Gunpowder’s dancehall reggae album ‘a labour of love’

Gunpowder is a rather precarious name for a music artist trying to forge himself into the music industry, but Eric Segokgo insists that it’s the name for him.

“Gunpowder is harmless, until it’s tampered with,” the dancehall deejay, whose six-track recording, titled Polytricians, will be launched at the end of July, added unapologetically, “So am I, and if I am tampered with I explode.”

Polytricians is Gunpowder’s third recording effort after the two albums that he recorded as part of So High, an Afro pop group that he founded in 2000, whose themes were of ‘love songs le matshelo a batho mo lapeng,’ as Segokgo puts it. At that time, he had partnered with Carol Mosime, who was the singer, while Magosi Keeme, aka Dreadnut, did poetry.

On his solo album, Gunpowder sheds the softer Afro pop sound for reggae dancehall sound and has two guest singers.

A male vocalist named Bonny Fisher features on the title track, Polytricians, which Gunpowder says he composed looking at the plight of Zimbabwean illegal immigrants.
Fisher’s reggae styled singing also appears on Me No Worry, while Onkarabile Mokone, sweetly sings the chorus on the song, First Tyme, which celebrates new love.

While sticking to the themes of love, life and just enough braggadocio any self-respecting ragga artist ought to deliver, he also deliberately added that he is the best dancehall DJ during the interview.
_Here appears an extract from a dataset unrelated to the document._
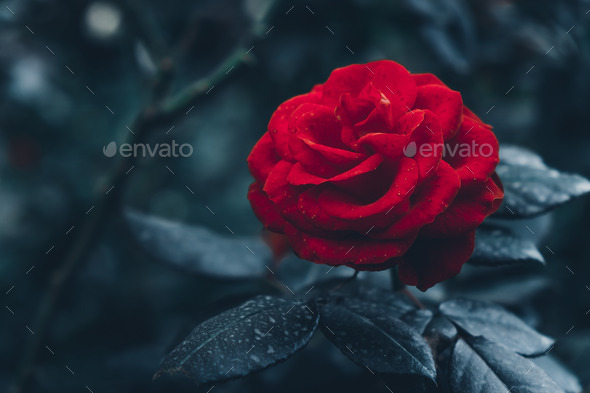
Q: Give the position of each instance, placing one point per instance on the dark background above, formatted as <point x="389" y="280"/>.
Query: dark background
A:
<point x="120" y="311"/>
Gunpowder says that Polytricians was a labour of love, “So High was about making money,” he confesses, “but this is just me finally putting myself out there. I wasn’t thinking of mass appeal when I recorded this album,” he says, “but I am grateful to express myself openly, and happy with the end result. I am so proud of this album.”

And after spending three years compiling Polytricians, he says he is happy to retail the album at P35.